The opening sentence of Sue Shellenbarger’s piece in the WSJ caught my eye:
Has the workplace become so pro-family that if you don’t have a child, you have to make one up in order to get fair treatment?
I’ve been thinking about this topic a lot recently. At my job, there are many parents, but I also have many colleagues who don’t have kids. I’ve found that I’m often conscious about how I might be perceived as a working parent and careful to not expect or demand any special treatment from my boss or colleagues. For example, when we had a product release coming up, I knew that it would mean several very late nights in the office. So I lined up some extra babysitting (from my dad, thank you!) and asked my husband to please be home on time — I wanted to make sure that I was there, with my colleagues, as a team during that important and stressful time. I thought it was important that if I could swing it, that I not use the “I’ve got a kid at home” excuse to leave the office early.
Obviously, I am a working MOM and this means that there are days when I come in late or have to leave early. During another product release my husband happened to be out of town on a business trip and I had to get home on time one of the days. This meant leaving my team to cover for me at the office during a very late night, for which I was very appreciative. But that’s life and in my opinion, totally fine as long as it doesn’t happen as a rule. My non-parent colleagues need to come in late some days (doctor’s appointment, for example) or leave early (to meet up with an old friend visiting from out of town). The way I think about it, as long as I don’t expect anything above and beyond what the rest of my colleagues expect in terms of flexibility at work, I’m not crossing a line.

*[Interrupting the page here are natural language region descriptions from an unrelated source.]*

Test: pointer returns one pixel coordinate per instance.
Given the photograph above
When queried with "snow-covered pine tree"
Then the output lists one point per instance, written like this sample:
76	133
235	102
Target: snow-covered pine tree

When I was starting out in my career I was on the opposite side of this, as one of two non-parents on a team in a very demanding job. More than once I remember being told that I should stay late to finish something because I didn’t have kids at home to run to. I absolutely hated this and would never, ever want my current non-parent colleagues to feel this way.
What do you think — should working parents get a bit more slack/flexibility at work? Are you conscious of not asking for or expecting special treatment because you’re a parent?